The Merits Committee has said that the regulations may imperfectly achieve their policy objective, which is not something that it says at all frequently. In particular, it encourages the House to seek further information from the DWP on the rationale for putting these regulations forward now. It will not be disappointed, as all noble Lords have raised this matter. This is a recurring theme in all the evidence that we have been sent, from the CAB to the disability benefits consortium.
There is puzzlement that the DWP wants to bring in these changes now for several reasons. The principal reasons are: that the data from the migration trials from incapacity benefit in Aberdeen and Burnley have not yet been evaluated; that we are expecting more changes to the descriptors and to the work capability assessment as a whole once Professor Harrington has published his second-year review; and that the bar is thought by some groups to have been raised so high that there is now hardly any difference between those in the employment group of ESA, which comprises the limited capability for work people, and the support group, which is the limited capability for work-related activity people.
The Social Security Advisory Committee is more forthright because looking at DWP regulations and commenting on them is its job. It says, as we have heard, that apart from a few changes which it welcomes, the department should not proceed with the remaining proposed changes to the descriptors in the WCA until they have been reconsidered in the light of the findings of the Harrington report into the WCA and the migration trial of IB claimants. Why is it that the DWP believes that the changes to many of the descriptors are improvements, when the disability and other lobby groups say, as we have heard this evening, the exact opposite; namely, that the changes represent a tightening of the screw, making it harder for claimants to claim ESA?

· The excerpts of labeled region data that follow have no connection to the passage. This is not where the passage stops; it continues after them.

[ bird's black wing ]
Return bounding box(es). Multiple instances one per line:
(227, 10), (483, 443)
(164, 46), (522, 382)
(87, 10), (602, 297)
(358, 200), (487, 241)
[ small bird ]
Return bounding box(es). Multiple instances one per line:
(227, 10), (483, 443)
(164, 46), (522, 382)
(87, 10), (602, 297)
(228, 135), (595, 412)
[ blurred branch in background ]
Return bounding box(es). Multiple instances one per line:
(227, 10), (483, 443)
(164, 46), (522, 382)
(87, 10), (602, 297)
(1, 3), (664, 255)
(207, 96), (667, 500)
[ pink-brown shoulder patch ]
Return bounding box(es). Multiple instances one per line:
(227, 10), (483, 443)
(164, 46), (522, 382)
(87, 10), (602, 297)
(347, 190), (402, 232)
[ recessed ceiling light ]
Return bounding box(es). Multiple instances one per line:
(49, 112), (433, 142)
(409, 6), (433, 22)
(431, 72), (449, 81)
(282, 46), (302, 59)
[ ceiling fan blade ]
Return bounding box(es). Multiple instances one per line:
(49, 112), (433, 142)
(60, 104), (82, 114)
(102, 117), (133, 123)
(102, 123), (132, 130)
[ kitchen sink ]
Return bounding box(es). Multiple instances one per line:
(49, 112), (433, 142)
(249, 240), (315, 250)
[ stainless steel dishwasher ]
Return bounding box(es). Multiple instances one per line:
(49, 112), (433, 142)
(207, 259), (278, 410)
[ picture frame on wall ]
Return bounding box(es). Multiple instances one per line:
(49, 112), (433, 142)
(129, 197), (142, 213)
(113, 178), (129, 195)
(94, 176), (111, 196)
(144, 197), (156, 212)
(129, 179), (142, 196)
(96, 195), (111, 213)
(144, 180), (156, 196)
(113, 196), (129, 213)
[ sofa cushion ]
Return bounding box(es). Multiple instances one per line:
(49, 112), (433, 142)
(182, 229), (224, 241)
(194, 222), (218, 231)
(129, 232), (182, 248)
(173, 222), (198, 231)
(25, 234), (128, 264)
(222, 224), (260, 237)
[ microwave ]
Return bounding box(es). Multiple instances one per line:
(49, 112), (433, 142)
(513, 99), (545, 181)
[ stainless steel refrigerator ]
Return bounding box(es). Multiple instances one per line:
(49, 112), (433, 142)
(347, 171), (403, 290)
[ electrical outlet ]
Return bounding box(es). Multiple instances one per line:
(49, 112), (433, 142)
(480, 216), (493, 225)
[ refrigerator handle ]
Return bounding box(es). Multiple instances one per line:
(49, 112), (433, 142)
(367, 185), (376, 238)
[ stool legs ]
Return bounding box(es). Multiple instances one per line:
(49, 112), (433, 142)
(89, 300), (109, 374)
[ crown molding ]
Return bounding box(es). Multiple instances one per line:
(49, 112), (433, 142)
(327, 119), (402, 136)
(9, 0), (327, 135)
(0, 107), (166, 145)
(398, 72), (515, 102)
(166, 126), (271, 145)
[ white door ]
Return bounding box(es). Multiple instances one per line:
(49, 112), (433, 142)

I believe that the answer may lie in the different interpretations of the purpose of the work capability assessment. It was set up to replace the personal capability assessment as a test of a person’s capability for work rather than their incapacity. As Professor Harrington says in his review,
“the WCA was designed to be a first positive step towards work for most people”.
However, he also says that it is not working as well as it should, which is borne out by the fact that 40 per cent of appeals against a decision that an individual is capable of work are currently upheld. This surely shows that something is seriously wrong with the assessment. In particular, Professor Harrington says that there are clear and consistent criticisms of the whole system and much negativity surrounding the process.
The wider interpretation of the purpose of the WCA is not just whether it looks at someone’s theoretical capability of work but whether it works in the real world of work. This is where the Social Security Advisory Committee report and the lobby groups diverge quite strongly from the DWP. The SSAC tries to be fair. I think that it is worth quoting two sentences from the report in full, which states:
“The Committee recognises that the assessment of capability for work is a contentious and emotive issue and has always advocated a positive approach to the assessment of capability that looks at what the individual is able to do and their adaptation to their health condition or disability, rather than focusing solely on what a health condition or disability prevents the individual from doing. However, the Committee also recognises the complexity of many individual cases and the significance of the factors that may determine capability in the real world but which cannot be easily measured by a test that scores functional capability”.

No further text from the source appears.